A three secondary stem - loop structure is observed, and this exact structure is hypothesized to influence the TS mRNA translation. With deletion of any one of these repeated sequences, the translational TS mRNA efficiency was altered. The secondary structure of TSase is also important for protein recognition.
Pfu variants
Since error rate is important to be minimum in a number of techniques, there are several attempts to improve Pfu polymerase in that aspect with most importantly the Phusion variant [6]. Pfu can be attached to Sso7d which is a 7 kDa protein originating from Sulfolobus solfataricus, a hyperthermophilic archaebacterium [7]. Fusion to Sso7d has been proven to increase processivity, enabling longer amplifications and greater amplification speed [8].
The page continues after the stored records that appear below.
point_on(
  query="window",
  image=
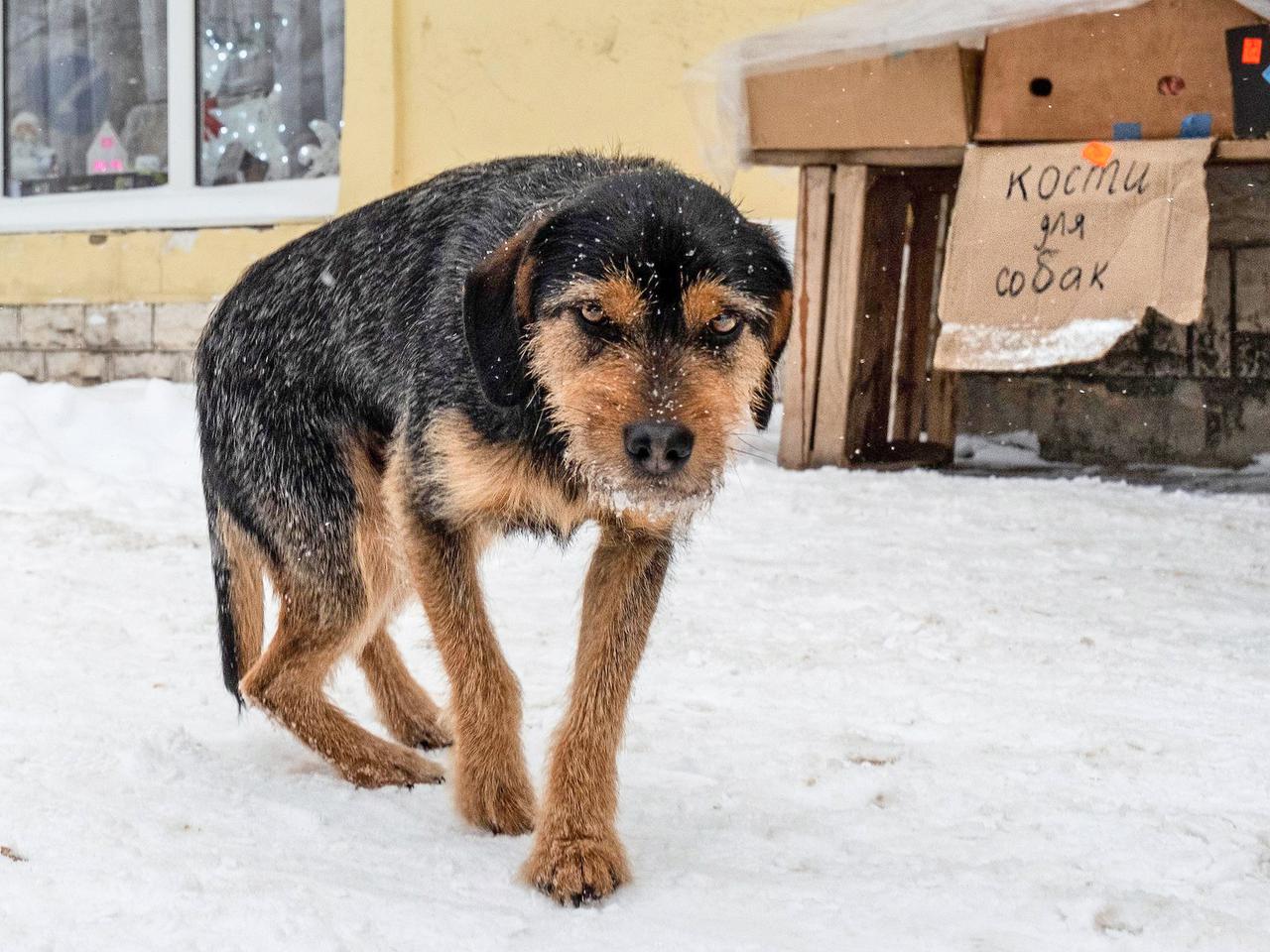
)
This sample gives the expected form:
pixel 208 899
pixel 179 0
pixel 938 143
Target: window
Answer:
pixel 169 113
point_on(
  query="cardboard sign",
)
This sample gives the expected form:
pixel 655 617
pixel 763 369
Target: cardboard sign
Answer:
pixel 1058 250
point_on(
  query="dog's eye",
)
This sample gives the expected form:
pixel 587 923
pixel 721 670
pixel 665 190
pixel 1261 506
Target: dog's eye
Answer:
pixel 724 325
pixel 592 312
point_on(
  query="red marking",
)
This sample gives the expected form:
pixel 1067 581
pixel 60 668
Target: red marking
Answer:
pixel 1096 154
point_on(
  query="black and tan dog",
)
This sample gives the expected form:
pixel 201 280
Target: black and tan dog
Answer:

Isolation and Purification
Since Pfu is an important enzyme worldwide there have been reported many attempts to produce it and purify it. Originally Pfu polymerase was isolated directly from Pyrococcus furiosus, but growing this species is a challenge especially in large quantities [9]. Thus, it has been successfully attempted to express that enzyme in E. coli BL21 [10]. The purification of the protein has been done with many different ways like His-tag purification and with the use of weak cation exchange resins [11, 12]. Recently a new simple method utilizing the tolerance to heat of the enzyme has been used successfully introducing a new level of simplicity for isolation and purification of thermotolerant proteins [13].
Histidine Tag
In the Pfu encoding gene, a histidine tag is added to isolate the protein for future applications. Purification of Pfu using polyhistidine affinity tags was selected as it is a rapid and efficient method, resulting in 100-fold enrichment and up to 95% purities in a single purification step (Bornhorst et. al. 2000).